Mario Merz / No title, Triplo Igloo, 1984 MAXXI Collection

At the IVAM, the exhibition "What is our home?" brings together works from the IVAM collection and the MAXXI centre in Rome to propose a reflection on the space we inhabit seen from a personal and social perspective. It is about investigating the value that these spaces have as a home or refuge, as well as part of a city or community.

The exhibition, curated by José Miguel G. Cortés, also wants to delve into the feeling of those who feel like foreigners anywhere, because they do not identify with the habits or customs of the society, they do not fit into these social patterns, and home becomes the only shelter space that can adapt to their identity needs.

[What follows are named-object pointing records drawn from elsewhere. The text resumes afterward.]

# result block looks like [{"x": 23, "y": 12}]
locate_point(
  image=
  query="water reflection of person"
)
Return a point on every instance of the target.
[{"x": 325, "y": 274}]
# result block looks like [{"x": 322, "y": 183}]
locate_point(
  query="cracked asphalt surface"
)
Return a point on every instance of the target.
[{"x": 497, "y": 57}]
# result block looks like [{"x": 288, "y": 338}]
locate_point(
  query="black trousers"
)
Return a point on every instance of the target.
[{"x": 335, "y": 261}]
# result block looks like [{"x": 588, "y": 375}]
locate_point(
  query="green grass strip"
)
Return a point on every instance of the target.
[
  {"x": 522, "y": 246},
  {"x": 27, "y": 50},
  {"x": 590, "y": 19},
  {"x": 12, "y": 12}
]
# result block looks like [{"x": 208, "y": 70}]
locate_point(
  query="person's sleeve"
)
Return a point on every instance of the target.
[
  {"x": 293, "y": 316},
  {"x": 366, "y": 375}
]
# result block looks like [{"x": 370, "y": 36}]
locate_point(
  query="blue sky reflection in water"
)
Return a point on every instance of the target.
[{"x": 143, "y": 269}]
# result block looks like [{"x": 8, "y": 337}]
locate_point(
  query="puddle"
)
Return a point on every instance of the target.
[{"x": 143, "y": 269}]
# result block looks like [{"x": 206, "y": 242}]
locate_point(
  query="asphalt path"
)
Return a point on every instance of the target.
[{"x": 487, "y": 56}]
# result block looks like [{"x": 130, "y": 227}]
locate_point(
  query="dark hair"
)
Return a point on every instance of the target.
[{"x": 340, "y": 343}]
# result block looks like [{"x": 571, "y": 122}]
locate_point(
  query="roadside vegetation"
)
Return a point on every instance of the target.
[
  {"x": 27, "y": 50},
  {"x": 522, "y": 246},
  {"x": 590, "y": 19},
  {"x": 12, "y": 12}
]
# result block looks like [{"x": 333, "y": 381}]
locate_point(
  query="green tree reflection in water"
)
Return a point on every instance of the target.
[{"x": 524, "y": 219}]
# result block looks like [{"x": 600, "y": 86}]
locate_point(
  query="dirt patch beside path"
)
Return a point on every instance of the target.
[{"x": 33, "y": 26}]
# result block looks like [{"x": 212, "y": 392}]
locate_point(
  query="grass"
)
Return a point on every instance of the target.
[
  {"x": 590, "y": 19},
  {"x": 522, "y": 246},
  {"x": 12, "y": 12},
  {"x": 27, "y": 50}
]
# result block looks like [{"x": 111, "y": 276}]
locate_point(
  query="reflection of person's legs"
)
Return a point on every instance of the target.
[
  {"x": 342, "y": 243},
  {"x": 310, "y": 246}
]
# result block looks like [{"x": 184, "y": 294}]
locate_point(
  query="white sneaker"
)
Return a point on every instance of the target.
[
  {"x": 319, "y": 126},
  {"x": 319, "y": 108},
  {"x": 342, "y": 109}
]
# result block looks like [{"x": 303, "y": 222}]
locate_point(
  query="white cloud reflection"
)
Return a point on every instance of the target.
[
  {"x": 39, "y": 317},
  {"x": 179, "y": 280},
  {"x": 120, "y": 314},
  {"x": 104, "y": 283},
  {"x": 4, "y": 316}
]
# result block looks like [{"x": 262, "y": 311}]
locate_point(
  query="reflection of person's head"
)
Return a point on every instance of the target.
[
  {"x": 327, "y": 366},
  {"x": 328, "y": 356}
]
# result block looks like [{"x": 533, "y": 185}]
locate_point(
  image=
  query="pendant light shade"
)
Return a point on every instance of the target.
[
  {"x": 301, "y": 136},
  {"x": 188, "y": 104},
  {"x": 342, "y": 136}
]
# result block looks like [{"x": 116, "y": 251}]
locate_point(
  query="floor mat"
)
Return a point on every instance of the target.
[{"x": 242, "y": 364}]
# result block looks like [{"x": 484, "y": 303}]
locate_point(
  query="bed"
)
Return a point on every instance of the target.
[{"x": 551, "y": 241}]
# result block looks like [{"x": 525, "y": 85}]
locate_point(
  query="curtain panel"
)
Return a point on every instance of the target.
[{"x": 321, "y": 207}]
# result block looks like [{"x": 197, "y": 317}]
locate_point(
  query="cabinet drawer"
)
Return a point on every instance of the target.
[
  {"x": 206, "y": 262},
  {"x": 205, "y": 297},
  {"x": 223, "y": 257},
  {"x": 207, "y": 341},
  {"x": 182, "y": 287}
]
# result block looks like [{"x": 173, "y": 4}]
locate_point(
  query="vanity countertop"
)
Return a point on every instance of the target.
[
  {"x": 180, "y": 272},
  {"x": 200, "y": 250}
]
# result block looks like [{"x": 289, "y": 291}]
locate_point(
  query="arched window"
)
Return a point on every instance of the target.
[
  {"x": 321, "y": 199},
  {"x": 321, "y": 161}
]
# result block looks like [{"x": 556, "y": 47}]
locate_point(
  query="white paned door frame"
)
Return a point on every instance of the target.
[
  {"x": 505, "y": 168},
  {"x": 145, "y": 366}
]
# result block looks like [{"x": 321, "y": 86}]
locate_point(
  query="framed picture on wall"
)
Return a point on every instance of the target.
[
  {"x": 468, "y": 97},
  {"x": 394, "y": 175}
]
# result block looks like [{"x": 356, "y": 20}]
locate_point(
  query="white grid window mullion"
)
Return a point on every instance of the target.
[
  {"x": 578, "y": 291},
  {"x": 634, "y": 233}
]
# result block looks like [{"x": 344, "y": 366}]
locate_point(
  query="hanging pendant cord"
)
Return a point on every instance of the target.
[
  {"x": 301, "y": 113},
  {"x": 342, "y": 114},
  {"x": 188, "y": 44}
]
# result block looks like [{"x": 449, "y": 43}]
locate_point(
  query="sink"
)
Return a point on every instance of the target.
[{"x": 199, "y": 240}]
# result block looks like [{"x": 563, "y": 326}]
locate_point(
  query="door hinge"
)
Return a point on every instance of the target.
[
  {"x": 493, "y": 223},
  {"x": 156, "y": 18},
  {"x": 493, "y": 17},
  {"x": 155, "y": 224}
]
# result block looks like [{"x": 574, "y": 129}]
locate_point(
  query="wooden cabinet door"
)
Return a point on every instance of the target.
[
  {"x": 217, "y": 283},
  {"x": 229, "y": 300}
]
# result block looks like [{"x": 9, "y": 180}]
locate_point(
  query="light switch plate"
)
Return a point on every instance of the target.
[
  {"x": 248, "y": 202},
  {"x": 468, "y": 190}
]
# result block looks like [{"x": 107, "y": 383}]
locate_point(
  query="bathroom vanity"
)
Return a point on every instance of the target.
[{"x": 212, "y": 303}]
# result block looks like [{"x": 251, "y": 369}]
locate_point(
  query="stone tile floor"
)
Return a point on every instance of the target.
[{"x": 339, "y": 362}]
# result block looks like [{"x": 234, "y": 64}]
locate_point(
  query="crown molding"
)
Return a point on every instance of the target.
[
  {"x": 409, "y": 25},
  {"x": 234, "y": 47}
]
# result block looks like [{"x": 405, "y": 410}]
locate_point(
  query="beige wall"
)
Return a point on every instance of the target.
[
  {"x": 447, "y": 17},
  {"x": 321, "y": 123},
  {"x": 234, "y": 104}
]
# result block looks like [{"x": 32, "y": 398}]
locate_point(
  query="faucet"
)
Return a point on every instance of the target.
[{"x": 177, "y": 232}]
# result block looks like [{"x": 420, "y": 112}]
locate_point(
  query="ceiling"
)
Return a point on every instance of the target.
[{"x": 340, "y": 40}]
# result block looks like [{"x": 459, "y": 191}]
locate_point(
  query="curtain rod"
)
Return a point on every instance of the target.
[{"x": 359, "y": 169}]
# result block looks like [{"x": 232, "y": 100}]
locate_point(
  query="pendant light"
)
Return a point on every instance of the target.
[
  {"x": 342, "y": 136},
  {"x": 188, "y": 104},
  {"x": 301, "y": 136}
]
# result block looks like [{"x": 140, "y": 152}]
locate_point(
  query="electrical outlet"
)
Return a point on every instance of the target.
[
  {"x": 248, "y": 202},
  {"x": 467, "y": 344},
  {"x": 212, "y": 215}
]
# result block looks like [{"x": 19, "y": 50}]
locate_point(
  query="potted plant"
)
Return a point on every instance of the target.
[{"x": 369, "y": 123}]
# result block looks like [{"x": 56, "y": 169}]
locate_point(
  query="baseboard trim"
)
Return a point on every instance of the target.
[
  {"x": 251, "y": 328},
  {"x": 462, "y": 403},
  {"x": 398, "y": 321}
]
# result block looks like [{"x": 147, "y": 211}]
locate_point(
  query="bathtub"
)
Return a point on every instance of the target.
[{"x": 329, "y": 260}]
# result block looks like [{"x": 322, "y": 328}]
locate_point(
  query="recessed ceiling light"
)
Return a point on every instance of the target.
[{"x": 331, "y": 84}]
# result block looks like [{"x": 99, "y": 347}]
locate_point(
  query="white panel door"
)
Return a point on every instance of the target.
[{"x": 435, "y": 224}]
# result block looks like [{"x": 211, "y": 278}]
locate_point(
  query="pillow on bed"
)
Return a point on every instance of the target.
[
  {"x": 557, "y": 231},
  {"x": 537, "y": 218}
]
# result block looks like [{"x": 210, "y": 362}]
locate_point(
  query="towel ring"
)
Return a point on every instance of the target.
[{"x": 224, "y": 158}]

Martha Rosler, frame from “Backyard Economy I-II”, 1974 © Courtesy of Martha Rosler, 2020

Es Baluard Museu is committed to video creation and performance and hosts the monographic exhibition “Martha Rosler. How do we get there from here?” dedicated to this New York artist who pioneered the use of video as a mechanism for social and political analysis. This exhibition includes various works, from video to photography and several publications, which synthesise her main lines of discourse. Her concern for public policies and the social equality of women has led her to actively participate in numerous social movements in La Havana, New York, Mexico DC or Barcelona, and these experiences are present in one way or another in her work.

With the curatorship of Inma Prieto, a selection has been made within the abundant production of this artist, which presents one of the most coherent careers in towards-the-new-Millenium contemporary art.

Image from file, via meiac.es/turbulence/archive/acceso.html

The MEIAC - Museo Extremeño e Iberoamericano de Arte Contemporáneo, host the works of the prestigious international digital art archive "Turbulence", a platform dedicated to network and hybrid art. In view of the inevitable closure of this institution, the MEIAC has offered to host all this valuable content collected since 1996. The uploading of the file also served as an opportunity to restore numerous pieces and convert formats so that files that had become obsolete remain readable by new systems. A huge job of conservation and updating that can be enjoyed online today. The archive is made up of hundreds of digital works from around the world that can now be visited remotely.